After completing all interviews for each study part, I analyzed the full dataset for patterns and trends, noting these in a separate sheet within the document. For each part of the two-part study, I delivered a report and presentation covering all discovery, participant personas, and recommendations.

The findings were presented to the product team twice. The second round of findings enabled the team to adjust a navigation label before release — catching a defect before it shipped.

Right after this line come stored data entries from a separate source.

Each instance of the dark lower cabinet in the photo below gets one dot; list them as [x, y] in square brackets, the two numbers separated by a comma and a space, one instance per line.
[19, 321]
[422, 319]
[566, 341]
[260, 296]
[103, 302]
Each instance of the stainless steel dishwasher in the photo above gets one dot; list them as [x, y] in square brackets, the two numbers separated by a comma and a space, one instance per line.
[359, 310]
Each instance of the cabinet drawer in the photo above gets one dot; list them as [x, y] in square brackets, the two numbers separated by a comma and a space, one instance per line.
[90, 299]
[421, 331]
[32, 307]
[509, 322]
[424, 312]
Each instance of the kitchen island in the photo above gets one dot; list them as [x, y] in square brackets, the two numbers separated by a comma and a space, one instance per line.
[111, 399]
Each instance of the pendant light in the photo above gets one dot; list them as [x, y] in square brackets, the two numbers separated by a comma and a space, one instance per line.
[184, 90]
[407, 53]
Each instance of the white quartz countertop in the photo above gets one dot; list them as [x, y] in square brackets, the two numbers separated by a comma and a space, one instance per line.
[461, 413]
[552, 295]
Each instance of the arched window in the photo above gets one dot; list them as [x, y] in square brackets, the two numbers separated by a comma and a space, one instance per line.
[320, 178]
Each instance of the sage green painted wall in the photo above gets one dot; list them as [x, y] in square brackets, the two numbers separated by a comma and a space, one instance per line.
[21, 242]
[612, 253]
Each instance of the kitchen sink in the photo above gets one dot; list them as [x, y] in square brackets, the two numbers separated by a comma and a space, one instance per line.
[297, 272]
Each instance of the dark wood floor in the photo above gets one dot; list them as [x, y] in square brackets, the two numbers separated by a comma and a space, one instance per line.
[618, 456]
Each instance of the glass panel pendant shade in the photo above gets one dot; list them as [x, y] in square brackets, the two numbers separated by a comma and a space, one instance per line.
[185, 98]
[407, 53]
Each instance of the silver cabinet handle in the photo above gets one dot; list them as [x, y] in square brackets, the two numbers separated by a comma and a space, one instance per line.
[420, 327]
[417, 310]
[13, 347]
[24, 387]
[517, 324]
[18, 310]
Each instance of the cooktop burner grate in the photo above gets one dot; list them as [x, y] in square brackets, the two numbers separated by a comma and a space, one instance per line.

I also delivered an overarching case study at the end showing the complete outcome of both studies.

17% improvement — and a navigation defect caught before it shipped

The second part of the study showed a 17% improvement over the first — creators found key information about their businesses faster and more easily.

Although the client had an internal UX Research team, hiring an independent consultant offered specific advantages:

  • First, I was able to look at the product with fresh eyes and facilitate sessions with less bias.
  • Additionally, it was easier to deliver insights and recommendations that might have been difficult for internal stakeholders to hear.
  • Finally, participants may have felt more comfortable being candid with an outside researcher.

What I’d do differently, and how the tools have caught up since

I divided each video into clips, uploaded them to the client’s storage drive, and linked them cell-by-cell into the heat map spreadsheet. This was one of the most time-consuming parts of the process — and potentially unnecessary. For a future project, I would use markers within the larger video instead, unless the client confirmed they planned to watch individual clips.

Transcription was the other time-intensive step. Automated transcriptions via Descript required significant cleanup — roughly 4-5 hours for every hour recorded. That said, the cleanup process forced deep familiarity with the content, which made analysis easier. For future projects, Rev.com was worth testing to find the most efficient method.

2021 Update:

After evaluating Rev.com and several other options, I returned to Descript for a follow-up study. The product had improved significantly: automated transcriptions were far more accurate, reducing cleanup to approximately three hours per one-hour interview. Exporting video clips directly from Descript also eliminated the need for separate editing software.

2023 Update:

Currently, Dovetail and MURAL handle review, tagging, and synthesis — reducing analysis time to 1-2 hours per interview. In-depth transcription cleanup is no longer necessary.

A long-form case study of this project is available for presentation in person.

“That was a really fun and detailed presentation to watch. I also just reviewed an in-depth research doc for another company and thought yours was much more engaging. I can’t wait to read your doc over again.”

Senior Product Designer

“Kim and I worked together in two capacities. Here, she helped us benchmark usability quality through attitudinal assessments. Kim's core strength is her ability to take very large and somewhat vague challenges and distill them into just the right execution proposals that executives can effectively act on. She champions research methodology as much as she is meticulous about her outcomes.”